For those illiterate in medical matters, tetanus is not a kind disease. Paralysis floods through your body, radiating from the point of infection to the most severe injuries. So. The hematoma was caused/worsened by slight paralysis of ventricles. After the ventricular paralysis, the disease will—probably has already—begin to work on Dr. Wilson's kidneys and the area around his cracked rib. This means eventual kidney and lung failure. Because the infection was not caught in time with a shot, the prognosis is one horrible word that still drives shards of glass into my soul:

"Terminal."

Cuddy lets out a horrible half-sob, covers her face with her hands, sinks into a chair, begins rattling a chain of swear words. Chase lets out a very un-Chase-like hiccup of emotion and puts his head on the table. Foreman just looks sad, but it's the kind of sad that breaks hearts.

It is probably lucky House isn't here. However, he has just spent the past four hours sitting next to Dr. Wilson and not letting anyone talk to him, so that luck is dubious.

Cuddy stands up, wipes her eyes and nose with the back of her hand. Her expression has shifted from that horrible deep grief to a quiet anger that will eventually bubble up and corrode everything around it.

"I need to talk to our lawyers," she says tersely, and leaves.

I sit down, nearly missing the chair.

There is silence in the office for a few minutes.

Life without Dr. Wilson.

He's one of the most-loved doctors in the whole damn hospital. His patients thank him for telling them that they're going to die, the other oncologists regard him as a sort of god-king, he's managed to keep up a good friendship with Dr. I-Hate-The-Human-Race…it seems that the only people who don't like him are his two exes and his one soon-to-be.

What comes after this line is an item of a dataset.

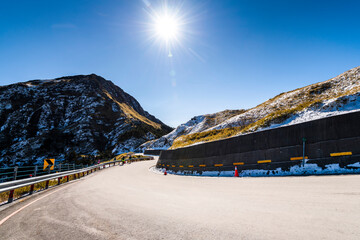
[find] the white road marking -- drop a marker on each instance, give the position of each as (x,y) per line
(20,209)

How many cases would we have flubbed without him? How many cancer patients would have been left to the mercy of a cold, unattached doctor? How many would have died?

And now we find out that his wife has effectively murdered him.

And on top of that he's been slicing his skin into ribbons.

Which means, once his kidneys and lungs start stuttering and shutting down, he'll be mostly ineligible for a transplant.

Which is even more tragic. Kidneys are live-organ transplants—

A frighteningly simple and plausible idea races through my head.

"What's his blood type?" I ask. Casual. Stay casual, Allison.

"A positive," says Chase wearily, sliding a hand through his hair.

A positive. What are the chances?

I'm A positive and perfectly healthy. I obviously can't donate a lung, but maybe—

I suddenly realize that I have only thought this over for less than a minute. I think it over again, for another thirty seconds, and decide.

The tetanus will probably go after his kidneys first, destroying them within six months, and thus giving Dr. Wilson six months to live. Or less, depending on his lung function. Dialysis won't do much. He needs a new one, which he definitely will not be getting from the kidney transplant list. Which means that a live organ transplant has to be found.

He's just found one.

I spring up and go chasing after Cuddy.